The globe has already seen a worrying decline of some of the world's most iconic and important species, from river dolphins to leatherback turtles. Africa's elephant population has crashed by an estimated 111,000 in the past decade primarily due to poaching. Current estimates suggest there are now only 415,000 elephants across the 37 range states in Africa. There are only around 880 of the critically endangered mountain gorilla remaining in the wild -and they face threats from habitat loss and fragmentation and human wildlife conflict. Closer to my home I am frequently struck by how rarely I now see much-loved species like the hedgehog in the UK. The RSPB's recent State of Nature report shows that over the last 50 years, 56 per cent of UK native species have declined.

This is our fault. Human activities including deforestation, pollution, overfishing and the illegal wildlife trade, coupled with climate change, are pushing species populations to the edge as people overpower the planet for the first time in Earth's history. We lose an area of forest equivalent to a football pitch every two seconds, we have overfished our oceans, and thanks to over abstraction and dam building some rivers no longer reach the sea.

This year, an international group ofscientists recommended that humanity's impact on the Earth is now so profound that a new geological epoch - the Anthropocene - needs to be declared.

I am regularly asked what this means for our own species. The answer is that this affects us all. We ignore the decline of other species at our peril as they best show our impact on our planet and our impact is great. Across land, freshwater and the oceans, human activities are pushing the natural systems that we rely on for food, shelter and climate stability to the edge. Climate change, floods, the loss of green spaces and health costs from pollution threaten our economic prosperity and physical and mental wellbeing.

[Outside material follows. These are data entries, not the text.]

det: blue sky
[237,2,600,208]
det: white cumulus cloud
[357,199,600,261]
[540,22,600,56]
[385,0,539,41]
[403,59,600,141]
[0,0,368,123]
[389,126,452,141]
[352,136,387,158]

This is the greatest challenge humanity has yet faced. However, we know how to stop this. And there are grounds for hope that the world is waking up to the challenge. Widespread international ratification of the Paris agreement on climate change, new restrictions on the international trade in threatened species including pangolins and African grey parrots, and conservation measures that are leading to increases in global tiger and panda populations show us that solutions are possible.

A lot can change in just one generation. I know the world I want to leave my children is one in which wildlife is restored, where our seas will be full of life, flooding is reduced and where my children, and my children's children, get to appreciate the splendour of nature that has inspired me and so many others.

Governments, businesses and citizens need to rethink how we produce, consume, measure economic success and value the natural environment.

As the UK government prepares us for an exit from the EU, it must not allow standards of environmental protection to weaken. It should publish a serious plan to strengthen protection for habitats and species and introduce powerful new measures to fast track low-carbon growth. Britain, like all developed nations, must take increasing responsibility for its global footprint. December's conference on the UN Convention on Biological Diversity would be a good place for the UK government to signal that it's still serious about helping tackle the global loss of species.